An upcoming meeting of a Food and Drug Administration (FDA) vaccine advisory board to select virus strains for next season’s flu shot has been canceled.

The March 13 meeting of the FDA’s Vaccines and Related Biological Products Advisory Committee (VRBPAC) was scheduled to make recommendations for the flu strains that will be included in the 2025-26 flu shot or nasal spray for the Northern Hemisphere. VRPBAC typically meets in March to make those recommendations, which are based on what flu strains are expected to be circulating in the fall and winter. The FDA uses the recommendations to direct vaccine manufacturers on the composition of the shots, which take roughly 6 months to produce.

VRBPAC members were alerted that the meeting was canceled in an email from the FDA that did not include an explanation, according to the Washington Post. The cancelation is raising concerns that the timing and availability of next season’s flu shot could be affected.

“Cancelling this meeting means vaccine makers may not have the vital information and time they need to produce and distribute targeted vaccines before the next flu season,” Infectious Diseases Society of America President Tina Tan, MD, said in a statement. “If the FDA meeting is not immediately rescheduled, many lives that could be saved by vaccination will be lost.”

The FDA confirmed the cancelation in an email to CIDRAP News but said it won’t have an impact on the availability of next season’s vaccine.

“A planned March 13 meeting of the FDA’s Vaccines and Related Biological Products Advisory Committee on the influenza vaccine strains for the 2025-2026 influenza season in the northern hemisphere has been cancelled,” the agency said. “The FDA will make public its recommendations to manufacturers in time for updated vaccines to be available for the 2025-2026 influenza season.”

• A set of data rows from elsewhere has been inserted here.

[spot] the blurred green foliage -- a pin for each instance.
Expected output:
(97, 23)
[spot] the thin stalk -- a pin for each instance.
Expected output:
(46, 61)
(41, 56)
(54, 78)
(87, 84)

The World Health Organization is scheduled to announce its Northern Hemisphere flu strain selections tomorrow. The WHO strains typically match those recommended by VRBPAC. 

Second vaccine-related meeting to be nixed

The VRBPAC meeting is the second meeting of a vaccine-related federal advisory group to be canceled or postponed in the past week by the Department of Health and Human Services (HHS). Last week, a meeting of the Centers for Disease Control and Prevention’s (CDC’s) Advisory Committee on Immunization Practices, scheduled for February 26 through 28, was postponed, with no word on when it will be rescheduled.

HHS Secretary Robert F. Kennedy Jr. also issued a 90-day stop-work order on a multimillion-dollar HHS contract with a company that’s developing an oral COVID vaccine, according to Fox News. Vaxart was set to begin a clinical trial next week.

The moves are adding to fears that Kennedy, a longtime vaccine critic, could undermine US vaccine policies. 

This decision—and other federal efforts to undermine well-established science about vaccine safety—puts everyone at risk, especially when we are currently experiencing the worst U.S. flu season in more than a decade.

The cancelation of the VRBPAC meeting also comes amid one of the worst flu seasons in recent memory. In its most recent FluView report, the CDC estimated that 430,000 Americans have been admitted to the hospital and 19,000 have died from flu this season. The CDC has also confirmed 86 flu-related deaths in children. It’s the first flu season classified as “high severity” by the CDC since 2017-18.

“This decision—and other federal efforts to undermine well-established science about vaccine safety—puts everyone at risk, especially when we are currently experiencing the worst U.S. flu season in more than a decade,” said Tan.

Solid protection for this season’s flu vaccine

In related news, a team led by researchers with the CDC’s National Center for Immunization and Respiratory Diseases reported in today’s Morbidity and Mortality Weekly Report that interim vaccine effectiveness (VE) data show the 2024-25 flu vaccine, while offering modest protection against infection, has been more protective against hospitalization. 

The analysis of data from three US VE networks found that, among children and adolescents, VE was 32%, 59%, and 60% against any flu in outpatient settings, while data from two networks showed VE of 63% and 78% against flu-related hospitalization.

Data from adults at two VE networks found flu VE was 36% and 54% against any flu in outpatient settings and 41% and 55% against flu-related hospitalization.

“These interim estimates of 2024–25 VE indicate that influenza vaccination was effective in preventing medically attended influenza-associated illness in children, adolescents, and adults in the United States,” the study authors wrote. “Given the high levels of influenza activity and severity in the United States this season, increasing influenza vaccination could reduce influenza-associated illnesses, medical visits, hospitalizations and deaths.”